Decision Tree Regressor#
A Decision Tree Regressor is the regression version of decision trees.
Instead of predicting a class label (like “Iris-setosa” or “Iris-versicolor”), it predicts a continuous value (like house price, temperature, sales).
The dataset is recursively split based on features, but instead of maximizing classification purity (Gini/Entropy), we minimize the variance (or mean squared error) in the target values.
How it Works (Step by Step)#
Start at the root node (whole dataset).
At each split:
Choose the feature & threshold that minimizes a cost function.
Common cost functions for regression:
Mean Squared Error (MSE)
\[ MSE = \frac{1}{n}\sum_{i=1}^n (y_i - \hat{y})^2 \]Mean Absolute Error (MAE)
\[ MAE = \frac{1}{n}\sum_{i=1}^n |y_i - \hat{y}| \]
Here, \(\hat{y}\) is the mean (or median) of values in that node.
Split until stopping criteria (max depth, min samples per leaf, etc.).
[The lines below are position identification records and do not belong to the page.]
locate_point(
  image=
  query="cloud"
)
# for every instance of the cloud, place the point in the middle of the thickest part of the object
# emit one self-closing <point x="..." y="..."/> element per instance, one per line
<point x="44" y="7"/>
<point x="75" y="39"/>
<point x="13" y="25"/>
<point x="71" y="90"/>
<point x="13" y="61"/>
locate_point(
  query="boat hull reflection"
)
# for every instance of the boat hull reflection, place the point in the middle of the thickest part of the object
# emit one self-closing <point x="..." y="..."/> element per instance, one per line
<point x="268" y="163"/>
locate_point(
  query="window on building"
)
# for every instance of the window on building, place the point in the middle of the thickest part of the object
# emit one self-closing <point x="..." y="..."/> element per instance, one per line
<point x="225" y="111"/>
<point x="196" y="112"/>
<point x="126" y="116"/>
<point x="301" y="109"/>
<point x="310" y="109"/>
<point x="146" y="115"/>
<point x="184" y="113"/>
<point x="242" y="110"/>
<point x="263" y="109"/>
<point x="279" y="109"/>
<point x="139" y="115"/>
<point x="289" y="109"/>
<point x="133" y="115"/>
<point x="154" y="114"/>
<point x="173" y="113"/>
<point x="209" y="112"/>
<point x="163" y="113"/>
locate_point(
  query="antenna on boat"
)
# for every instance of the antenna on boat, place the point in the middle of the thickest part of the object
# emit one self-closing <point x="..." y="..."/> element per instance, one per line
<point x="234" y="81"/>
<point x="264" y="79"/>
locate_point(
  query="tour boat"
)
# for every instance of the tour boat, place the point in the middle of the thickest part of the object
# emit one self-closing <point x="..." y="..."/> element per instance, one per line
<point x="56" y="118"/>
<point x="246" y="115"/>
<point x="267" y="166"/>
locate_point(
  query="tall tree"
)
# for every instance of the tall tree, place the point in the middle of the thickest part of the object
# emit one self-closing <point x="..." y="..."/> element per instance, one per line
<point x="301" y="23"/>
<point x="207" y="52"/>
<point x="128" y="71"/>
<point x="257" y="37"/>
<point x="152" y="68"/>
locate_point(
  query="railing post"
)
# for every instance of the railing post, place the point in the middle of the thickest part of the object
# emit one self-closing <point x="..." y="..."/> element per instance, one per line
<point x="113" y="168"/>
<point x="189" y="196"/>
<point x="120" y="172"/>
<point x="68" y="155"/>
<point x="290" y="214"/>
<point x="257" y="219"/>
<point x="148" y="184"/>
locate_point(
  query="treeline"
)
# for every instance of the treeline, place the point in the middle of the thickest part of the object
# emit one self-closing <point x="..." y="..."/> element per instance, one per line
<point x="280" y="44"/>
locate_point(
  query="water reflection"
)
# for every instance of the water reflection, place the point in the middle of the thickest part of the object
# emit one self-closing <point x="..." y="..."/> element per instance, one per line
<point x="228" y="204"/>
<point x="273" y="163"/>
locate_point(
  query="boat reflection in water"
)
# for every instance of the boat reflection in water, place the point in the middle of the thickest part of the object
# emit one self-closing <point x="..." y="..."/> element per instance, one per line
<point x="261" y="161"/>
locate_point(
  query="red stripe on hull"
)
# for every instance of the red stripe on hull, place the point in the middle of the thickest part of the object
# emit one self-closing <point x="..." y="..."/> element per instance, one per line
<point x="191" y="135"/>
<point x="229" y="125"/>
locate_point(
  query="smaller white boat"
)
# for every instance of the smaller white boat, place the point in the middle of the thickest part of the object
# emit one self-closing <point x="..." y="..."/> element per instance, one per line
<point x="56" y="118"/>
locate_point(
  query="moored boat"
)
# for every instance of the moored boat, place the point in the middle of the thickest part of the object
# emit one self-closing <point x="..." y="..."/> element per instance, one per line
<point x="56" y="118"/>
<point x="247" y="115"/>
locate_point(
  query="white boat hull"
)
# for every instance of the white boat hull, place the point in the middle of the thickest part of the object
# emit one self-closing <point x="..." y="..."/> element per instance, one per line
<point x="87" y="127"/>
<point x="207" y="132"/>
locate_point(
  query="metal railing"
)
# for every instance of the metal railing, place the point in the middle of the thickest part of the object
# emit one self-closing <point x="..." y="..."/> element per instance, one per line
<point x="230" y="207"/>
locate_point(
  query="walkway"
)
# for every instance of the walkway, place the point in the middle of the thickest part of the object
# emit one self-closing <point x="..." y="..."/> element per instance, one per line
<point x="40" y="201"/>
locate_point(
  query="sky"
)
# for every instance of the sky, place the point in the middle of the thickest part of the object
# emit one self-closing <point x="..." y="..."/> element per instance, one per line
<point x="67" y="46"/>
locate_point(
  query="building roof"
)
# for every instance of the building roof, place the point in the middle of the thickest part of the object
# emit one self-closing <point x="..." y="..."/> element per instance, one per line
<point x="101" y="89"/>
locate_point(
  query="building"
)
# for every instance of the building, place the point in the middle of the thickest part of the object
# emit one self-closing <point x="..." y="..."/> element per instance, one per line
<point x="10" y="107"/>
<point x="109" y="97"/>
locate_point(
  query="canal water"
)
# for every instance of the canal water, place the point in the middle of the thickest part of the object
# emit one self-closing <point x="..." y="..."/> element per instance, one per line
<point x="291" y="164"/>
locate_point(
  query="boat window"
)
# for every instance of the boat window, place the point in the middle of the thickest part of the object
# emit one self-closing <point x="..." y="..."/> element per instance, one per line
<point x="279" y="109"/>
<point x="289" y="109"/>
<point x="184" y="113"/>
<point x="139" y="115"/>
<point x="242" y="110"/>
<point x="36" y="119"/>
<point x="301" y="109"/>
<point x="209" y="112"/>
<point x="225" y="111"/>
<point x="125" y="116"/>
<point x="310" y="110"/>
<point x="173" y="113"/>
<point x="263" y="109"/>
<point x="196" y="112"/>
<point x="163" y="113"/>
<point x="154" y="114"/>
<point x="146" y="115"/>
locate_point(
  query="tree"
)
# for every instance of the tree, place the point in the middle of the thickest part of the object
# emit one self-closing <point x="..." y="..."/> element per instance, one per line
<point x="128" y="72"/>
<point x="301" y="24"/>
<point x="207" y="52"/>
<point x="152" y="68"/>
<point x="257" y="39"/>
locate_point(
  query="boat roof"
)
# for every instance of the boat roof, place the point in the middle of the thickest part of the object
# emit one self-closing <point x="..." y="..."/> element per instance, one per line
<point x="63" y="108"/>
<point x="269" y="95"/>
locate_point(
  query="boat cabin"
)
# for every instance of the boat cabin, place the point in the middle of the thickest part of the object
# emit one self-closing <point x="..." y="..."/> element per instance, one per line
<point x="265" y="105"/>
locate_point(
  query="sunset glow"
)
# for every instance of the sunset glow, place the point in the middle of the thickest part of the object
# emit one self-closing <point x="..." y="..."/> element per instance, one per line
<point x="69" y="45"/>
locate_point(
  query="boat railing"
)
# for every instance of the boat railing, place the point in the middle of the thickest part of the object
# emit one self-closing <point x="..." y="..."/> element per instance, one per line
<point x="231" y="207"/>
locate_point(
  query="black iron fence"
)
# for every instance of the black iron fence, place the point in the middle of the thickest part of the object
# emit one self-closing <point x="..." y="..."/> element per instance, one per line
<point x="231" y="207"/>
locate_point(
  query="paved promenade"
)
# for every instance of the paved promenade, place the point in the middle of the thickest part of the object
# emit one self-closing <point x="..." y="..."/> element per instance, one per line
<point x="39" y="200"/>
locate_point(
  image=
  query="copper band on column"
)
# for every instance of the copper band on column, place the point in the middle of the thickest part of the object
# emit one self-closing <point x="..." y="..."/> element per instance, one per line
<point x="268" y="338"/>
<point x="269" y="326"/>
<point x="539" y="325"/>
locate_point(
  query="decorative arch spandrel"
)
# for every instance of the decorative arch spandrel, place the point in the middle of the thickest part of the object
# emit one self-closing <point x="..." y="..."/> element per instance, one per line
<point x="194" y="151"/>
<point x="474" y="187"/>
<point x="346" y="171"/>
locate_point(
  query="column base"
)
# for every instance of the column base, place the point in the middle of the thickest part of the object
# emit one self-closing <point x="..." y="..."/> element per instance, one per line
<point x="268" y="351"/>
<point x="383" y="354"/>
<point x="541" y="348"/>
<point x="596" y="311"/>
Prediction: For a new sample, traverse the tree and return the mean value of the leaf node it falls into.
Example Use Cases#
Predicting house prices from size, location, number of bedrooms.
Forecasting stock values (though prone to overfitting).
Estimating energy consumption from temperature & household data.
Advantages#
Simple, interpretable.
Captures non-linear relationships.
Handles both numerical & categorical features.
Disadvantages#
Prone to overfitting (deep trees fit noise).
Piecewise constant predictions (not smooth).
Sensitive to small changes in data.